Same situation here.

We live in a one bedroom flat. Ari stayed in the living room, which she was fine until she understood where we go when it's time to sleep. Then she started to scratch the carpet by the door around 6am which we were good to ignore... then it was 4am when she started and we did the 'sshhhh' thing, 'no-no', 'Ari, it's sleeping time!'.

Then in a while it was not enough to keep her quiet. We had to wake up and pick her up and give her a 'time out' in her bed. A couple of nights later I had to go to sleep in the sofa. Then she started doing it at 2am!!!! :crying:

We just caved in (well, my husband did). We leave the door ajar and she comes to sleep on our bed.
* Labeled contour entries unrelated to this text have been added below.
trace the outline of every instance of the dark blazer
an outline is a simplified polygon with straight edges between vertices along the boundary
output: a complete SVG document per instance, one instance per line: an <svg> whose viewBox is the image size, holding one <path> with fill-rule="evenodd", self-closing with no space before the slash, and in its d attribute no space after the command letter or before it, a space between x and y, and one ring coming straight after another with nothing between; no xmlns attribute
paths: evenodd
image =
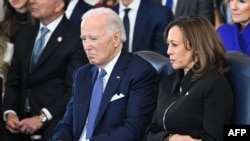
<svg viewBox="0 0 250 141"><path fill-rule="evenodd" d="M138 68L138 69L135 69ZM51 141L79 141L88 116L97 68L85 65L74 73L73 97ZM120 99L111 100L113 96ZM158 95L158 76L137 55L123 51L106 85L91 141L141 141L151 122Z"/></svg>
<svg viewBox="0 0 250 141"><path fill-rule="evenodd" d="M192 71L184 78L182 75L178 71L162 79L145 141L162 141L170 133L203 141L222 141L223 127L230 123L233 109L228 80L213 69L194 82Z"/></svg>
<svg viewBox="0 0 250 141"><path fill-rule="evenodd" d="M114 10L119 13L119 4L114 7ZM151 0L141 0L136 15L132 52L151 50L167 56L163 32L172 19L172 12L162 5Z"/></svg>
<svg viewBox="0 0 250 141"><path fill-rule="evenodd" d="M250 24L243 30L239 23L223 24L217 29L227 51L239 51L250 56Z"/></svg>
<svg viewBox="0 0 250 141"><path fill-rule="evenodd" d="M38 62L30 70L39 23L23 31L15 42L7 76L4 111L14 110L20 119L24 118L24 103L28 98L31 115L39 115L42 108L47 108L53 115L45 127L63 116L71 96L73 71L88 61L79 38L80 29L64 16Z"/></svg>
<svg viewBox="0 0 250 141"><path fill-rule="evenodd" d="M94 8L94 6L89 5L84 0L78 0L69 20L77 26L80 26L82 22L82 15L92 8Z"/></svg>
<svg viewBox="0 0 250 141"><path fill-rule="evenodd" d="M162 0L154 0L161 3ZM175 18L179 16L200 15L206 17L214 24L214 3L213 0L178 0Z"/></svg>

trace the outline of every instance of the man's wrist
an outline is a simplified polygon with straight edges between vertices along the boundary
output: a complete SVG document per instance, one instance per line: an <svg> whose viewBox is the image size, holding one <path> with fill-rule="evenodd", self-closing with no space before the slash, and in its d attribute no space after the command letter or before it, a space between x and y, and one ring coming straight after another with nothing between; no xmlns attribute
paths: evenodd
<svg viewBox="0 0 250 141"><path fill-rule="evenodd" d="M38 119L39 119L40 122L42 122L42 123L45 123L46 121L48 121L47 116L46 116L43 112L41 112L41 114L38 115Z"/></svg>

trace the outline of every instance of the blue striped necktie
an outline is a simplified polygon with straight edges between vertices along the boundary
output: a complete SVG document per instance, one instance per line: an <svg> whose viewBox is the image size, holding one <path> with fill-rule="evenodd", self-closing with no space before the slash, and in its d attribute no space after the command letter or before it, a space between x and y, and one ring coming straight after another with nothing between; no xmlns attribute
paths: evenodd
<svg viewBox="0 0 250 141"><path fill-rule="evenodd" d="M38 58L40 57L43 51L45 35L49 32L49 29L47 27L42 27L40 32L41 32L41 35L39 39L37 40L35 47L33 49L31 68L36 64Z"/></svg>
<svg viewBox="0 0 250 141"><path fill-rule="evenodd" d="M87 122L87 133L86 139L90 139L93 135L95 129L95 121L99 111L99 107L102 101L103 95L103 78L106 75L106 71L102 69L99 72L99 75L95 81L92 97L90 101L89 107L89 115L88 115L88 122Z"/></svg>

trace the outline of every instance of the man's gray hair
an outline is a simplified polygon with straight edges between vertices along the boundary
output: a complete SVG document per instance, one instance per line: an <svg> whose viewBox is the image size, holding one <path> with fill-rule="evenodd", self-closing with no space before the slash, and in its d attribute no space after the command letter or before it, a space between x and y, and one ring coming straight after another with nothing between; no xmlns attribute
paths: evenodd
<svg viewBox="0 0 250 141"><path fill-rule="evenodd" d="M126 33L125 33L123 22L121 18L119 17L119 15L110 8L99 7L99 8L90 9L82 16L82 21L84 21L85 19L89 17L98 16L101 14L107 15L109 34L112 35L116 30L118 30L121 32L122 41L125 41Z"/></svg>

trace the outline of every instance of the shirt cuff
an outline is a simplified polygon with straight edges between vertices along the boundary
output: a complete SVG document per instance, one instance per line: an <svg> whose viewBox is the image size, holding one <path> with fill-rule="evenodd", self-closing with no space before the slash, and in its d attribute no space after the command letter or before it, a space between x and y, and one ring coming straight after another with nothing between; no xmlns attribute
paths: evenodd
<svg viewBox="0 0 250 141"><path fill-rule="evenodd" d="M6 117L6 116L7 116L8 113L13 113L13 114L17 115L15 111L13 111L13 110L7 110L7 111L5 111L5 112L3 113L3 120L4 120L4 121L7 120L7 117Z"/></svg>
<svg viewBox="0 0 250 141"><path fill-rule="evenodd" d="M51 120L53 118L52 114L48 111L48 109L42 108L41 112L43 112L46 115L48 120Z"/></svg>

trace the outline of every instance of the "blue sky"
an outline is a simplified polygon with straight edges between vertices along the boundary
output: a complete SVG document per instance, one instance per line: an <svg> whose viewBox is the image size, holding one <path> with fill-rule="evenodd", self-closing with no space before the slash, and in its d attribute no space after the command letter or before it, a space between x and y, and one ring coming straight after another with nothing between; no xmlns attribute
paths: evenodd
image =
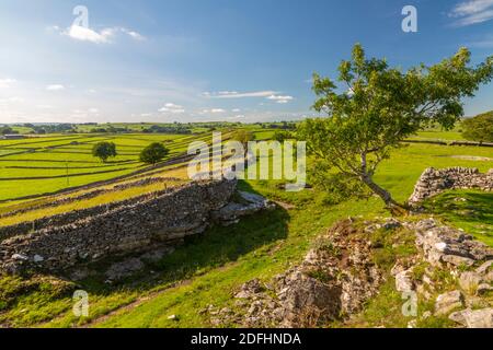
<svg viewBox="0 0 493 350"><path fill-rule="evenodd" d="M404 69L460 46L483 60L493 0L4 0L0 43L0 122L297 119L355 43ZM493 84L466 102L490 109Z"/></svg>

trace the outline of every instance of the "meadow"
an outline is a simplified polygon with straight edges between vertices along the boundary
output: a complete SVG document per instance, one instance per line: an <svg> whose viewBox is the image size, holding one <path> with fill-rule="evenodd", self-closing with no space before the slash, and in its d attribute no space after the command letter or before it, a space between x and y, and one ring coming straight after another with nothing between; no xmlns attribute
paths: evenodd
<svg viewBox="0 0 493 350"><path fill-rule="evenodd" d="M268 139L273 135L273 130L254 129L254 131L257 139ZM444 138L443 131L437 132L439 133L428 132L421 137L429 139ZM91 159L87 154L88 151L84 150L88 150L91 143L96 142L100 138L108 137L118 142L118 144L124 145L121 149L128 148L128 153L138 152L139 148L151 142L151 140L158 139L165 142L171 140L169 144L170 148L173 148L173 154L180 154L186 150L186 143L190 140L206 139L207 135L200 133L194 137L118 135L114 137L96 136L94 139L87 136L49 137L44 139L43 142L30 144L30 147L39 148L39 152L34 154L36 156L39 155L39 163L44 163L44 160L47 160L46 156L50 152L42 144L61 144L61 148L66 148L67 143L78 140L80 144L71 148L74 153L55 153L56 155L51 155L56 158L59 156L58 154L71 154L73 162L94 164L93 166L99 167L105 166L105 164L99 164L98 161L95 161L96 163L90 163ZM454 139L454 133L445 137ZM82 140L84 143L81 142ZM25 142L26 140L23 141ZM22 141L11 142L16 144L12 145L12 148L20 148L23 143ZM7 149L10 149L10 147L7 147ZM28 159L27 156L33 156L34 154L22 155ZM20 155L11 156L16 159ZM125 164L125 162L131 163L135 162L135 153L122 154L115 161L123 162L122 164ZM37 162L31 163L26 161L25 164L32 165L34 163ZM47 161L46 163L53 166L57 164L57 162ZM117 176L119 172L131 172L141 166L138 163L106 165L115 167L128 166L128 168L98 176L108 178ZM390 159L381 164L376 174L376 182L389 189L395 199L404 201L412 194L413 186L422 172L429 166L437 168L468 166L478 167L485 172L489 168L493 168L493 150L480 147L404 144L402 148L394 150ZM32 176L39 176L38 171L41 170L34 170L31 173ZM76 167L71 171L74 172L73 174L80 172ZM85 172L84 170L82 171ZM26 168L25 174L28 172L30 170ZM89 183L92 180L90 176L81 175L79 177L81 182ZM146 176L183 177L185 172L177 164L141 174L136 178ZM70 177L71 184L76 178L78 177ZM33 184L37 184L36 186L41 186L39 184L44 180L46 179L32 179ZM60 180L58 187L51 186L47 190L62 188L65 179L61 178ZM19 182L22 183L23 180ZM0 325L35 327L214 326L210 324L208 315L199 311L207 308L209 305L218 308L230 307L234 310L236 305L232 295L242 283L253 278L267 281L273 276L297 264L309 249L310 242L336 221L347 217L371 219L389 215L381 201L375 197L369 199L347 198L334 205L328 200L325 192L317 188L300 192L287 192L278 186L282 183L282 180L253 179L240 182L241 189L259 192L279 202L282 206L273 212L245 218L233 226L213 226L203 235L190 237L185 245L179 247L173 254L147 266L144 271L119 283L107 284L105 283L104 275L98 272L77 283L64 278L42 275L31 276L30 278L1 278ZM22 186L28 186L27 183L22 184L24 184ZM32 220L47 213L62 212L80 208L81 206L88 207L104 201L118 200L118 198L126 198L135 196L137 192L152 191L154 189L154 187L149 186L131 189L127 192L121 191L106 195L106 197L96 197L77 205L70 205L72 207L51 208L48 211L32 210L27 213L0 219L0 221L12 223ZM19 191L18 189L14 190L15 194L9 194L8 190L4 190L2 192L4 197L2 198L15 198L20 194L30 192L30 190L32 192L42 192L45 189L20 188ZM80 192L71 194L71 196L78 194ZM53 198L58 197L55 196ZM457 197L466 198L467 201L457 202L455 200ZM1 210L8 212L20 206L28 207L36 203L36 201L43 201L44 198L4 203ZM429 200L426 207L427 212L424 214L437 215L444 222L463 229L472 233L477 238L493 245L493 195L477 194L475 191L450 191ZM416 217L416 219L419 218ZM399 257L399 252L393 252L391 246L385 247L385 249L387 250L383 253L388 254L390 259ZM112 262L114 262L112 259L101 261L91 266L91 269L104 271ZM353 326L406 326L409 319L402 317L400 313L401 296L389 287L391 284L390 278L389 283L382 287L380 296L371 302L367 313L355 319ZM73 316L71 312L71 293L74 289L82 289L89 292L89 317L78 318ZM420 313L422 313L428 311L433 305L420 305ZM176 315L176 317L171 319L169 318L171 315ZM431 319L428 326L446 325L443 319Z"/></svg>
<svg viewBox="0 0 493 350"><path fill-rule="evenodd" d="M0 202L128 175L146 166L139 153L152 142L163 142L170 149L167 161L186 153L191 141L209 139L208 133L125 133L0 140ZM92 155L92 147L102 141L114 142L118 153L105 163Z"/></svg>

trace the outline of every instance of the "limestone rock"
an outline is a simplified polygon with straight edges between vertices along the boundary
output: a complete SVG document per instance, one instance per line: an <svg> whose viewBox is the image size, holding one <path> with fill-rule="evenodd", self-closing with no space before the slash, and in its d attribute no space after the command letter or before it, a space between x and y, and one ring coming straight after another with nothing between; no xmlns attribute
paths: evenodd
<svg viewBox="0 0 493 350"><path fill-rule="evenodd" d="M131 258L122 262L113 264L106 271L106 277L111 281L118 281L144 269L145 265L140 259Z"/></svg>
<svg viewBox="0 0 493 350"><path fill-rule="evenodd" d="M493 170L482 174L478 168L449 167L435 170L429 167L423 172L409 203L417 206L426 198L438 195L446 189L482 189L493 190Z"/></svg>
<svg viewBox="0 0 493 350"><path fill-rule="evenodd" d="M462 310L452 313L449 318L468 328L493 328L493 308Z"/></svg>
<svg viewBox="0 0 493 350"><path fill-rule="evenodd" d="M493 271L493 260L489 260L475 269L475 272L480 275L486 275L489 271Z"/></svg>
<svg viewBox="0 0 493 350"><path fill-rule="evenodd" d="M460 288L469 294L474 294L481 283L481 276L477 272L466 271L459 277Z"/></svg>
<svg viewBox="0 0 493 350"><path fill-rule="evenodd" d="M410 292L414 290L411 270L401 271L395 275L395 290L399 292Z"/></svg>

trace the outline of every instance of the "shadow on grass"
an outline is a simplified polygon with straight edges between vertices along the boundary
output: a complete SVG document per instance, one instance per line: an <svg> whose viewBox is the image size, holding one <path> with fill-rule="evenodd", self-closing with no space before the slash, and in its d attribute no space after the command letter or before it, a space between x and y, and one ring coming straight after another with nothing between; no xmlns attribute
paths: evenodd
<svg viewBox="0 0 493 350"><path fill-rule="evenodd" d="M424 203L425 209L493 246L493 192L452 190Z"/></svg>
<svg viewBox="0 0 493 350"><path fill-rule="evenodd" d="M242 183L240 187L242 190L255 192L245 183ZM51 288L45 284L43 293L35 292L36 302L27 306L33 310L27 311L26 314L33 313L36 315L35 317L30 318L28 315L24 315L26 316L24 320L3 320L5 323L14 322L19 326L28 326L33 324L33 320L35 320L35 323L41 323L51 319L55 314L39 315L39 312L37 311L50 308L50 305L56 305L60 299L70 298L74 289L84 290L91 298L100 300L102 302L100 306L105 308L105 311L99 313L99 315L94 315L94 317L102 316L115 307L117 308L128 303L128 300L122 300L117 302L117 305L103 306L106 304L106 302L102 300L104 298L112 299L114 295L122 293L139 298L139 295L146 295L148 292L164 290L176 283L186 281L187 279L204 275L213 269L221 268L228 264L234 262L242 256L260 247L268 246L279 240L286 238L289 219L290 217L286 210L277 208L273 211L263 211L251 217L245 217L241 219L238 224L231 226L223 228L214 225L206 230L204 234L186 238L185 243L179 246L174 253L164 256L159 261L146 262L144 270L118 283L107 283L105 271L112 264L127 260L131 256L117 257L91 264L88 266L90 271L89 277L77 282L67 277L67 275L70 276L73 271L64 271L64 273L58 276L45 275L44 278L64 280L66 283L71 284L72 288L64 289L60 293L51 293L49 291ZM138 255L136 257L138 257ZM30 276L25 276L23 280L25 283L28 283ZM56 283L53 288L55 288L55 285ZM26 298L31 299L30 293L30 291L26 291L23 295L10 300L8 303L9 305L4 305L5 311L9 312L9 308L18 308L16 304L19 307L22 305L22 307L25 308L25 303L19 303L19 301ZM114 301L111 303L114 303ZM60 312L62 314L65 311L60 310ZM15 311L12 315L14 314ZM0 317L0 324L1 320ZM90 319L87 319L87 322Z"/></svg>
Now, she wakes ups up at 5am looking for cuddling. Today at 6am she was running and bouncing on us and playing with our feet. I wonder what will come next... :cryin:

So, moral of the story: never cave in!!! Be strong! Never let her know that she has the power to keep you awake! Just ignore her!!

Good luck!

PS: Happened the same to my friend and her cat. They also caved in after her boyfriend had to spend some night in the living room.


----------



## NIKKID (Jun 5, 2011)

Sadie SU said:


> RE: Emma's kitten...... 6am is pretty much the middle of the morning from a cat's point of view, at this time of year. It's been light for a couple of hours by then. I can stand witness to this, having watched many a 4am sunrise while nursing my three month old daughter, in the way back when. :closedeyes: If you want to buy yourselves a couple hours more sleep, I'd try staggering out of bed for long enough to put a feed down for the cats when the kitten kicks off. Either that, or maybe one of those automatic feeder thingumyjigs, set to rotate a portion of food into view at the right time.
> 
> RE: Nikkid's kitten......My worry would be that if you make it a social interaction time by getting up and watching the telly, then this is going to become an ingrained habit rather than something the kitten will grow out of. Applying human baby psychology (see 4am sunrise watching, above  ), I think it would be better to keep the whole environment as calm and 'sleepytime' as possible. If the kitten insists on hooning round then there's no point trying to stop him/her, but don't be tempted to join in. Is the kitten having a meal at bedtime? Could the last meal be a bit bigger? It may be that it's the tummy talking at 3.30am, and if you can get a few more calories in at 11pm then you might have a better chance of a good night's sleep for all of you.


I hadn't thought about it this way. I shall certainly give it a try. Funnily enough my mother has just adopted the brother of my boy and he's doing exactly the same thing at exactly the same time I shall certainly give the late meal a try


----------



## Nico0laGouldsmith (Apr 23, 2011)

couldn't you leave them some high quality dried cat biscuits? just a few to snack on. . . my cat has always had high quality biscuits available at all times. . . and cats don't over eat. . . so as long as they are changed each day and left dry she just snacks on them if she needs them. . .she gets fed between 6 and 8am every morning (depending on what time I have to be at work) and she never complains. . . because she has the biscuits if she is really hungry. . .she just eats a few and then waits for her proper breakfast. . . then they're available to her all day with water too and she will then get fed at about 3:30pm or 11:30am (depending on work yet again) and then she will get fed again (only small amounts) between 6 and 8pm. . .then she has the biscuits available to her again all night. . . she's not overweight and she is a happy cat. . .she's 17 this year too so I must be doing something right!

I think at first they might eat the cat biscuits thinking they are a meal so if you do this only put literally a few out for them with water next to it. . . and another reason to not put many out is that if they're not used to biscuits they may eat them far too quickly and not realise they swell a little in their tummies and make them sick. . .undigested biscuits. . . if they've never had dried cat food before you might want to wean them on to it. . .my cat has always been fed high quality wet meat and high quality dried biscuits throughout the day so she is used to it so if you did take this option just wean them onto it by introducing a few biscuits after their meals. . . 

but it kind of makes sense. . .if there is already a small amount of food there for them they might not mew to wake you up to feed them


----------



## tyrole (May 5, 2009)

Max is shut in the back room at night. As soon as he hears the back door being locked and the blinds being pulled he darts into his bedroom and sits by the window waiting for his bedtime snack. He stays in that room until someone gets up and lets him out, that ranges from 6.30 - 8am. Luckily only twice has he scratched at an unearthly hour and that was because he was starving - the human in charge hadn't put enough night time snack down :blink:naughty dad:001_tongue:


----------